The History of The Hot Dog

hot dog history

The History of The Hot Dog

If you are considering getting into business as a hot dog cart vendor, it may be a good idea to do some research on the hot dog’s history! Although we often think of the hot dog as an American staple food, it did not actually originate here. Read on for a bit of history of the hot dog!

The hot dog (also spelled hotdog) is a grilled or steamed link-sausage sandwich where the sausage is served in a sliced bun.   It can also refer to the sausage itself.  The sausage used is the wiener (Vienna sausage) or frankfurter (also frank).  The names of these sausages also commonly refer to their assembled sandwiches.  Hot dog preparation and condiments vary regionally in the US.  Typical condiments include mustard, ketchup, mayonnaise, relish, and cheese sauce. Common garnishes include onions, sauerkraut, jalapeños, chili, grated cheese, coleslaw, and olives.  Hot dog variants include the corn dog and pigs in a blanket.  The hot dog’s cultural traditions include Nathan’s Hot Dog Eating Contest and the Oscar Mayer Wienermobile. We talk about Nathan’s Hot Dog Eating Contest in a different blog.

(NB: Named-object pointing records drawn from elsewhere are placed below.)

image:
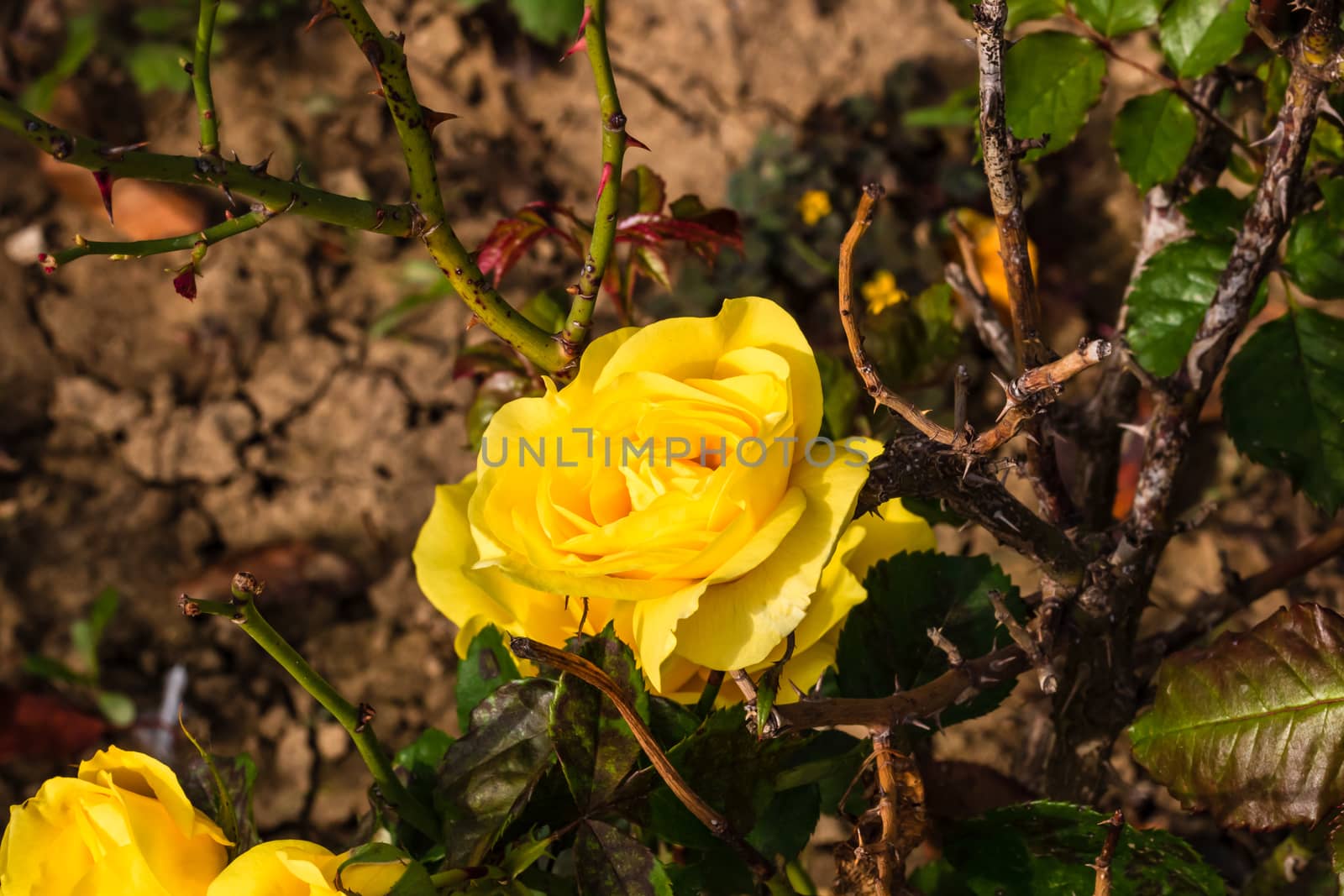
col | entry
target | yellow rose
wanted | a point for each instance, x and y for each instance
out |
(671, 477)
(121, 828)
(299, 868)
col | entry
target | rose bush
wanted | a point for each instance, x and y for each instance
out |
(672, 485)
(121, 828)
(300, 868)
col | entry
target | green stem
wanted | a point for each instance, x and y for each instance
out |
(275, 194)
(413, 129)
(245, 613)
(201, 80)
(144, 248)
(575, 332)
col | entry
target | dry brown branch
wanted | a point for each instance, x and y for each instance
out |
(585, 671)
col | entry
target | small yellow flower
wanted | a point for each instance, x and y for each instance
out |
(813, 206)
(882, 291)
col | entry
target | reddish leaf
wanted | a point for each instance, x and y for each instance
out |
(40, 727)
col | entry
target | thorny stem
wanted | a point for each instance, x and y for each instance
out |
(413, 125)
(144, 248)
(201, 80)
(710, 817)
(575, 332)
(273, 192)
(245, 613)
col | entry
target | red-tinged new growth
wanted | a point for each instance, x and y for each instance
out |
(580, 42)
(104, 179)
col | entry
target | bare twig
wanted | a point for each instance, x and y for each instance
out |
(909, 707)
(1023, 638)
(1115, 826)
(710, 817)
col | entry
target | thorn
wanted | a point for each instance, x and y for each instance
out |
(324, 13)
(601, 183)
(580, 42)
(434, 118)
(104, 179)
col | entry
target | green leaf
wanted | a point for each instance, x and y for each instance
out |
(1021, 11)
(1249, 727)
(1198, 35)
(1334, 191)
(488, 774)
(593, 741)
(1115, 18)
(1047, 848)
(549, 20)
(1169, 298)
(51, 669)
(611, 862)
(1284, 402)
(643, 192)
(488, 665)
(1050, 82)
(81, 38)
(1215, 214)
(1153, 134)
(886, 640)
(1315, 255)
(154, 66)
(118, 708)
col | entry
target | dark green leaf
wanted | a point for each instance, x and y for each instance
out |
(1050, 82)
(642, 192)
(1284, 402)
(1169, 298)
(1249, 726)
(488, 665)
(611, 862)
(1315, 255)
(1152, 136)
(549, 20)
(1334, 191)
(1215, 214)
(886, 640)
(423, 757)
(1198, 35)
(1045, 849)
(50, 669)
(1115, 18)
(593, 741)
(490, 773)
(1021, 11)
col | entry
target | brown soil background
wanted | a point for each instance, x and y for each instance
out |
(158, 445)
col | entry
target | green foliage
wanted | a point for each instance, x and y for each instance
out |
(1169, 298)
(1315, 254)
(593, 741)
(1250, 727)
(487, 668)
(1115, 18)
(1048, 848)
(1198, 35)
(1215, 214)
(885, 640)
(1052, 80)
(1153, 134)
(1284, 402)
(490, 773)
(608, 860)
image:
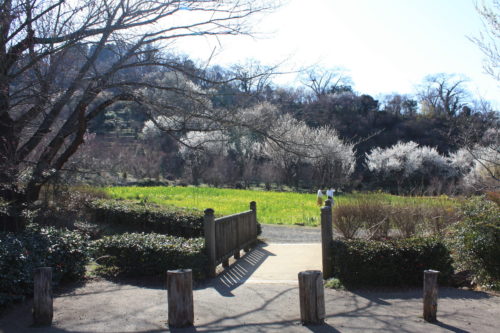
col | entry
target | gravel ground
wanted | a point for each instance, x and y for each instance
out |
(103, 306)
(290, 234)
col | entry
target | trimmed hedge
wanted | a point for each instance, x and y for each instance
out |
(20, 253)
(390, 263)
(142, 217)
(137, 254)
(476, 241)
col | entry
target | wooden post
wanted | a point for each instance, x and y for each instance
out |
(312, 298)
(42, 297)
(209, 229)
(326, 239)
(225, 263)
(180, 298)
(253, 207)
(430, 295)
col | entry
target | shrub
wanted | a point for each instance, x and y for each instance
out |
(346, 220)
(406, 219)
(63, 250)
(146, 217)
(389, 263)
(476, 241)
(136, 254)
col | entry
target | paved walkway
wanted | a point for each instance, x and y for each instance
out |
(274, 263)
(259, 294)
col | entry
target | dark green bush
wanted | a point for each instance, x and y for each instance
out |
(389, 263)
(142, 217)
(150, 254)
(476, 241)
(20, 253)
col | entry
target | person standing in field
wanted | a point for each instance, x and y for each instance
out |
(320, 198)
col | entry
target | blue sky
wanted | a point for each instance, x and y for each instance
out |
(386, 45)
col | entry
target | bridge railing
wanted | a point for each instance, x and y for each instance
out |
(227, 236)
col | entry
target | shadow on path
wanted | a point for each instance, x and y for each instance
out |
(240, 271)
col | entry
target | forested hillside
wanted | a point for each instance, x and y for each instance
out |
(333, 134)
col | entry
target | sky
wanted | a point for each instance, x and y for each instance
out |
(385, 45)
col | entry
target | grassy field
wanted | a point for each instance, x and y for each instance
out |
(272, 207)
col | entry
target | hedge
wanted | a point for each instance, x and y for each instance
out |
(65, 251)
(141, 254)
(392, 263)
(476, 241)
(142, 217)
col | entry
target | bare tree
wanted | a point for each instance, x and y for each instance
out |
(443, 94)
(489, 40)
(64, 62)
(324, 81)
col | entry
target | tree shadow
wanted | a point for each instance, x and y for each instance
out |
(449, 327)
(381, 295)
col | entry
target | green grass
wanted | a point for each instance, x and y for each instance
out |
(272, 207)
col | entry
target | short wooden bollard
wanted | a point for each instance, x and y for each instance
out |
(312, 298)
(430, 295)
(326, 239)
(180, 298)
(42, 297)
(225, 263)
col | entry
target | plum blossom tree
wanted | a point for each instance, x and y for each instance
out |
(62, 63)
(409, 164)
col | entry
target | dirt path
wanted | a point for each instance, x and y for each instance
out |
(102, 306)
(290, 234)
(259, 293)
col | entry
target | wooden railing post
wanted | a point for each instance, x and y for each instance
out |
(42, 297)
(209, 229)
(253, 207)
(430, 295)
(312, 298)
(180, 298)
(253, 225)
(326, 239)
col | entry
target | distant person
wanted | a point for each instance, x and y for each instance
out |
(320, 198)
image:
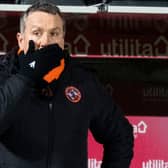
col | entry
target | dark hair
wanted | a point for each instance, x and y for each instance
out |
(41, 6)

These types of sausages and their sandwiches were culturally imported from Germany and became popular in the United States. At the time the “hot dog” became a working-class street food sold at stands and carts.  Eventually, the hot dog became closely associated with baseball and American culture.  Although particularly connected with New York City and its cuisine, the hot dog became ubiquitous throughout the US during the 20th century, and emerged as an important part of other regional cuisines, including Chicago street cuisine.

It’s fun and interesting to learn about the story behind hot dogs. Understanding how other cultures dress up their hot dogs gives you more expertise in your business! It can even give you inspiration for your own hot dog cart menu and allow you to experiment with unique topping combinations.